When diving, this bird pulls its head back and then arches it forward into the water, with the body following and a slight springing. The legs start moving only after they are underwater. When swimming on the surface of the water, the body of this grebe is relatively high, although none of the underparts are seen. The neck is held straight up in a relaxed manner, with the bill being held forward and parallel to the water. Each of the feet perform strong alternating strokes.

==Disease==
Large-scale deaths (such as 150,000 birds on the Salton Sea in 1992) from erysipelas, avian cholera, avian botulism, and West Nile virus have been recorded in the past. In 2013, at the Great Salt Lake, for example, there was an outbreak of West Nile virus which caused one of the largest recorded avian die-offs in the US. The cause of the outbreak and modes of transmission are unknown, but there has been speculation about the latter. Since West Nile virus is able to survive in brine shrimps (and, for a temporary time, water at specific temperatures), it is likely that grebes could have become infected by eating diseased shrimps and/or swimming in the contaminated water.

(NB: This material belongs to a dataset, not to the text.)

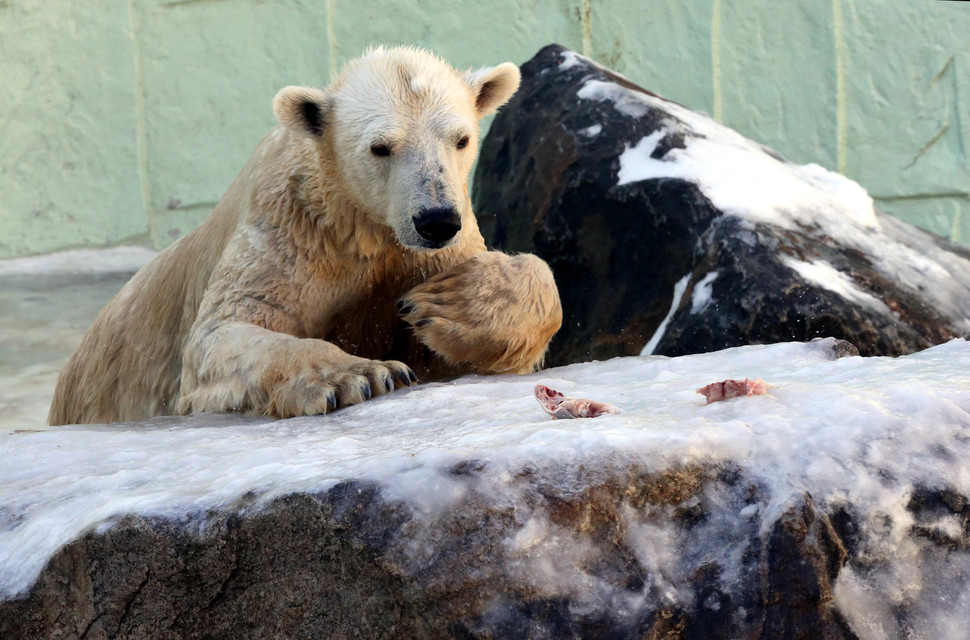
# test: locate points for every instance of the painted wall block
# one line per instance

It is also suggested that West Nile virus could be transmitted among grebes through contact with the excrement of an infected bird, possibly around bodies of water, communal nest sites, areas of cohabitating birds, etc. Avian cholera, another disease that can cause massive die-offs in this species, is transmitted by currently-unknown biotoxins and/or pathogens, as well as problems with feather waterproofing putting birds at risk.

==Status==
As of 2016, the black-necked grebe is classified as least concern by the International Union for Conservation of Nature (IUCN). The trend of the population is uncertain, as some populations are decreasing, whereas others are stable, have an uncertain trend, or are increasing. The justification for the current classification of this species is its very large population (estimated around 3.9–4.2 million individuals) combined with a large estimated extent of occurrence (about 155 million km^{2} (60 million sq mi)). This grebe is probably the most numerous grebe in the world.

Unknown biotoxins, pathogens, and the impairment of feather waterproofing can lead to hypothermia and avian cholera. Since this grebe usually winters on the coast, it is also vulnerable to oil pollution. Large-scale disease, such as avian cholera, could threaten the species. These and other factors, such as human disturbance, including collisions with power transmission lines, contribute to declining populations in certain areas. This species used to be threatened in North America by the millinery industry, which helped facilitate the hunting of the birds, and egg collectors. Although this is true, this grebe is hunted in the Gilan Province in Iran, for both commercial and recreational purposes. However, there is no evidence suggesting that these threats could result in a significant risk for the overall population.